Most actors would be content with being Snake Plissken, Jack Burton, RJ MacReady, Wyatt Earp, and Stuntman Mike, and he is, but the actor continues to think about the what-if that could have pushed his career in an entirely different direction when it was starting to cool off for the first time.

Obviously, since he’s been booked and busy for over 60 years, Russell has never faded from the Hollywood spotlight, but the late 1980s were a tricky time. He went his separate ways with John Carpenter after Big Trouble in Little China flopped, Overboard under-performed, he was pushed out of Bull Durham, and Winter People tanked.

Tequila Sunrise and Tango & Cash made money, but Mel Gibson and Sylvester Stallone were the ones who took top billing, not him. He could have used a hit where he played the protagonist, and while he didn’t have to wait too long for Ron Howard’s Backdraft to give him that in 1991, he’s always wondered how things would have turned out had be been cast as Tim Burton’s Batman.

He’s definitely got the chin for it, that’s for sure, with the star admitting on the Bingeworthy Podcast that missing out on the ‘Caped Crusader’ remains “one of the few things I didn’t get” that he regrets. He had cause for concern, though, with the shadow of Adam West continuing to loom ominously over the superhero.

“There was a lot of talk, and I never heard anything real, but I was hoping, because I couldn’t stand what they were doing with Batman,” he explained. “Like, the comedy stuff. I couldn’t.
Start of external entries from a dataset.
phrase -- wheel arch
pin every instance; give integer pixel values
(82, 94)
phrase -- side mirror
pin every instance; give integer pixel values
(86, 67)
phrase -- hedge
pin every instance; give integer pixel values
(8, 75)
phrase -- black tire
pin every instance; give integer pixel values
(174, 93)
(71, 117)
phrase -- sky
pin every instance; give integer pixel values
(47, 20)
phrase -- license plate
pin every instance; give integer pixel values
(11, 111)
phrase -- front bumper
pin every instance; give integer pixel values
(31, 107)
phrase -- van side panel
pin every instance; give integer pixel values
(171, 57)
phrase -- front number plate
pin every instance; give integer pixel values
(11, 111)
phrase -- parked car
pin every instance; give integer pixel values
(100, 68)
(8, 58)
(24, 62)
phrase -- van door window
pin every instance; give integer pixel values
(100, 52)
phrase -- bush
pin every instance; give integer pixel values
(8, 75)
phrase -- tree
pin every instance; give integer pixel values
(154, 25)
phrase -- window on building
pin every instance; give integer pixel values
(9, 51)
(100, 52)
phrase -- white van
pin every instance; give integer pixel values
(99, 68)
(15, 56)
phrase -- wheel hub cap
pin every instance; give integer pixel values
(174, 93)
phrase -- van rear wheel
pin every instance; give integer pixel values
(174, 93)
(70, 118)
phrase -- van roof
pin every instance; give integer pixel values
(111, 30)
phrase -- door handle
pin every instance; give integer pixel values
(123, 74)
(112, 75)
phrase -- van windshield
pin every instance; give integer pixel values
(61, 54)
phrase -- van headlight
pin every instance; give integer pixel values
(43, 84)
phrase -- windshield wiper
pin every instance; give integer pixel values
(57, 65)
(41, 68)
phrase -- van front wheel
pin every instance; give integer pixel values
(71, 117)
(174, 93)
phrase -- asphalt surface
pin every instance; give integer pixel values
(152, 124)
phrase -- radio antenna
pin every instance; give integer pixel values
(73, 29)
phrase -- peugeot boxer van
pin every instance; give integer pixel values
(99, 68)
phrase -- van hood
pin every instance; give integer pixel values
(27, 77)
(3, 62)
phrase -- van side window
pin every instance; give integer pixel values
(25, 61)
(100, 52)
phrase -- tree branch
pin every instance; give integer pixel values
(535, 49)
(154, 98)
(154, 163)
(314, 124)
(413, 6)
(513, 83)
Jack Nicholson had the great line, which is something like, ‘I’m crazy, but this guy who was dressed like a bat is fine?’ And it was like, ‘No, there’s a real story there, but it’s dark.'”

Seeing as the earliest iterations of the film that would ultimately become Tim Burton’s Gotham City-set blockbuster saw Bill Murray and Eddie Murphy being floated as a prospective Batman and Robin, it’s easy to see why Russell wasn’t entirely convinced that the industry would be ditching the ‘Dark Knight’ comedy synonymous with the West years in favour of something more serious.

Gibson and Pierce Brosnan both turned down the title role, but Russell didn’t even get an audition, with Michael Keaton’s casting leading to outrage from fans that Mr Mom had been hired to play their beloved Bruce Wayne and his costumed alter-ego, but it’s worth wondering if he could have pulled it off.

Could Russell have played the billionaire playboy side of Batman? Absolutely, he’s got charm and charisma for days. Could he have convinced as the tortured soul who weaponizes their trauma to dress up as a flying mammal and beat the shit out of people? That’s debatable, and he might have looked ridiculous in the suit, too.